O'Rourke seeking youthful voters angry over Kavanaugh confirmation

Roughly 48 hours after the acrimony in the nation's Capitol concluded with Judge Brett Kavanaugh's controversial Supreme Court confirmation, Democrat Beto O'Rourke was in Cypress, Texas, looking to transform angst over the newly sworn justice into ballots cast his way November 6.

He spoke with FOX 26 moments before taking the Berry Center stage.

"We need a Supreme Court Justice who believes in voting rights. In a state where you can be fired based upon your sexual orientation, we need a Supreme Court Justice who believes in civil rights and in the epicenter of the maternal mortality crisis, a justice who believes in a woman's right to make her own about her own body. We did not get that in Judge Kavanaugh, now Justice Kavanaugh," said O'Rourke.

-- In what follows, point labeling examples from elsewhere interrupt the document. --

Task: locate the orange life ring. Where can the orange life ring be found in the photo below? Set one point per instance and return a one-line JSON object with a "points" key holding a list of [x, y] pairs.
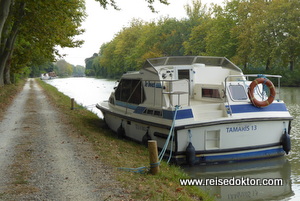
{"points": [[271, 87]]}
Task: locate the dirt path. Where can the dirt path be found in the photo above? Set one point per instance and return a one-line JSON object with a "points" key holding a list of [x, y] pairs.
{"points": [[43, 159]]}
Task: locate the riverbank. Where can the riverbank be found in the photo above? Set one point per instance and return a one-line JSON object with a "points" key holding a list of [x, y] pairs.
{"points": [[7, 95], [122, 153], [42, 157]]}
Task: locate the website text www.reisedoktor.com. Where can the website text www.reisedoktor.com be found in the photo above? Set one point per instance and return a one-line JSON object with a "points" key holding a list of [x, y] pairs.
{"points": [[243, 181]]}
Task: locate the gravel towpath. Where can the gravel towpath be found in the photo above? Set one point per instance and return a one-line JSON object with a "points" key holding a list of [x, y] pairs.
{"points": [[42, 159]]}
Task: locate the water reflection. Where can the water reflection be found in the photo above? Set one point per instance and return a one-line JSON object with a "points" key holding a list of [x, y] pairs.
{"points": [[249, 172], [85, 91], [89, 91]]}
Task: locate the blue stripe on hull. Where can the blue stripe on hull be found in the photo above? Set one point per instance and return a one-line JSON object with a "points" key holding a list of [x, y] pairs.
{"points": [[242, 156]]}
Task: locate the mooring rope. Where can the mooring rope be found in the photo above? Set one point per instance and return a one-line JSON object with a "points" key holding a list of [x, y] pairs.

Viewing the youngest voters in Texas as the "difference makers", O'Rourke has reached out to them early and often. Against the looming backdrop of President Donald Trump's pledge to stump here for incumbent Republican Ted Cruz, O'Rourke explained his decision to forgo help from former President Barack Obama.

"There is no one who can come to this state, even someone who I admire as much as President Obama, whose grace and the dignity with which he treated even his political opponents is something we deeply miss right now, I don't think even he can change the course of what we are going to decide for ourselves. This is up to the people of Texas," said O'Rourke.

A new Emerson poll has Cruz leading O'Rourke in the Texas race for U.S. Senate 47% to 42%, with 28 days until the election.